Despite this finding, only one of the interviewed firm owners borrowed from the government.
In conclusion, the paper found SMMEs to play a role in job creation in South Africa. However, it
is only the upper class (small and medium enterprises) that play a bigger role in job creation
and currently form the minority of South African SMME firms. South Africa, therefore, needs to
realise that 90% of job creation in 2030 will most likely not come from only SMMEs but a
combination of SMME sector growth and growth of other businesses including large firms. A
mixture of SMME policy and Entrepreneurial policy is currently used in the country and both
remain important tools for lowering regulatory burdens and barriers to entry. However, caution
is given to the South African government not to intervene in the sector beyond this scope by
actively conducting business with SMMEs as this can lead to overreliance on government as a
client and not an enabler.
Fifteen of interviewed business owners in this study operated a microenterprise. This is in line
with literature that states, the majority of SMMEs in South Africa are micro-enterprises. This
presents a challenge for South Africa, as its micro firms commonly pay marginal wages that are
unlikely to meet the country’s NDP job creation targets.
The hypothesis of the paper set out to prove or disprove was; SMMEs play a role in job creation
in South Africa, however alone they are not sufficient in addressing unemployment, currently at
27%. The study found SMMEs do play a role in job creation as they were found to be highly
labour intensive and also play a role in improving socio-economic conditions by offering those
who would otherwise be unemployed opportunities to generate livelihoods. However, given
that SMMEs in the country comprise mainly of “churns” and “gazelles”, the sector alone will not
be able to create 90% of jobs South Africa needs to reduce its current levels of unemployment
to 6% by 2030.
lxxxviii
6.3. Policy recommendations
Policymakers need to re-evaluate their interventions in this sector. SMME owners exhibit
negative sentiments towards government when it comes to public interventions in the sector.

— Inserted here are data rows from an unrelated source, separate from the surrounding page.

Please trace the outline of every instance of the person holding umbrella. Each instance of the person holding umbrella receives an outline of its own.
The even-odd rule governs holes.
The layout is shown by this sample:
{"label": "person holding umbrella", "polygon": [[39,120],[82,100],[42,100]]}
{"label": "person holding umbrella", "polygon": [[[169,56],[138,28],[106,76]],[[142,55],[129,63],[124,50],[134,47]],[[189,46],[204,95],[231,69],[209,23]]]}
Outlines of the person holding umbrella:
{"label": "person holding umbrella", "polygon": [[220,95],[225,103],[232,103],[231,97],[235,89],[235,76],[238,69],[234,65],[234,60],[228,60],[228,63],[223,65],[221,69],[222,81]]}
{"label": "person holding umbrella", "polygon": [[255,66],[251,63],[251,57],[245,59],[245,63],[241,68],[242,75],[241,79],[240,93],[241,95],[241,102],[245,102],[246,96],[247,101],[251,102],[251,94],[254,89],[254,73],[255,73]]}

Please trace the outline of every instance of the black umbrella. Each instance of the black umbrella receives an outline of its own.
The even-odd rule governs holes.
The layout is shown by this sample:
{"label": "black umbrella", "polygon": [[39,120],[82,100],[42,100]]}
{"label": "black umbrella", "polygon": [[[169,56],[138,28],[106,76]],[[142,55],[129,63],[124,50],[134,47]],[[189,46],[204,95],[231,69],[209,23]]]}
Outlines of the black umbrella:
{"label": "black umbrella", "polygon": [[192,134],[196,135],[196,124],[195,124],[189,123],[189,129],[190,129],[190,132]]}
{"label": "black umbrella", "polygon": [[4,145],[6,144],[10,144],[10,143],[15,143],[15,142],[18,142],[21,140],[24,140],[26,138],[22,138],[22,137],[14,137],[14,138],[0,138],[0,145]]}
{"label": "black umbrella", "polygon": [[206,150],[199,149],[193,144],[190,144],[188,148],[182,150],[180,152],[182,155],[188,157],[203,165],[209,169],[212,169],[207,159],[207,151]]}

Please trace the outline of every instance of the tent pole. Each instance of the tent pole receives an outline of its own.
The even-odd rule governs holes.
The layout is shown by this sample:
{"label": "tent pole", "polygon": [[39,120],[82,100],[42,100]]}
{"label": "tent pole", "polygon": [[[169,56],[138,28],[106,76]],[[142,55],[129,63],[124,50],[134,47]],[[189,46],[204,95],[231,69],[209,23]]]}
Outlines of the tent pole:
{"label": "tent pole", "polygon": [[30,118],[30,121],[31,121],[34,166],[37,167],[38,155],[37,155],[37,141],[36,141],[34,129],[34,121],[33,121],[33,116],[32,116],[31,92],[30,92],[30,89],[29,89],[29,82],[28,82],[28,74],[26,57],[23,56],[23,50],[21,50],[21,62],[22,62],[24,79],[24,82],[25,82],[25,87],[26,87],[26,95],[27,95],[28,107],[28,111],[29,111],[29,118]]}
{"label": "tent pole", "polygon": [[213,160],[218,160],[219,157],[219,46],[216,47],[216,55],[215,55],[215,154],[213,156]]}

They value and trust the private sector more. Although market failure warrants and permits
government intervention especially in developing countries, the South African government
needs to consider only focusing on creating an enabling environment much like Brazil and China
and not become an active player in business by becoming a client, especially the main client, of
SMMES.
Furthermore, authorities should consider removing micro-enterprises from the local definition
of SMME and have a separate and more tailored policy focus for them. They make the
definition too inclusive and broad and obscure the real value of the SMME sector in South
Africa. Micro firms face unique challenges to those of Small and Medium firms and require
different growth strategies compared to small and medium firms.
A focus on micro firms would entail South Africa pursuing more of an SMME policy as opposed
to an Entrepreneurship Policy. For example, small and medium firms have accumulated enough
collateral to gain access to formal lending but micro firms have not. However, micro firms
remain an important source of in the country’s plight to create jobs. Policymakers should
continue devising innovative growth strategies uniquely developed for these types of firms.
Different wage structures should also be considered for micro firms, small firms and medium
firms contrary to current policy discussions of a national minimum wage which will set a wage
floor under which no firm is allowed to pay less than the set an uncompetitive national
minimum wage for micro firms with current suggestions of ZAR4000 per month.
To address unemployment government interventions should mostly be channelled towards
small and medium firms because they offer the most potential for creating jobs. Policymakers
must also continue to focus on propelling black-owned firms into this space. Most importantly
SMMEs need to be seen as more than just job creators as they have a bigger role to play in
society and greater business environment other than just creating jobs.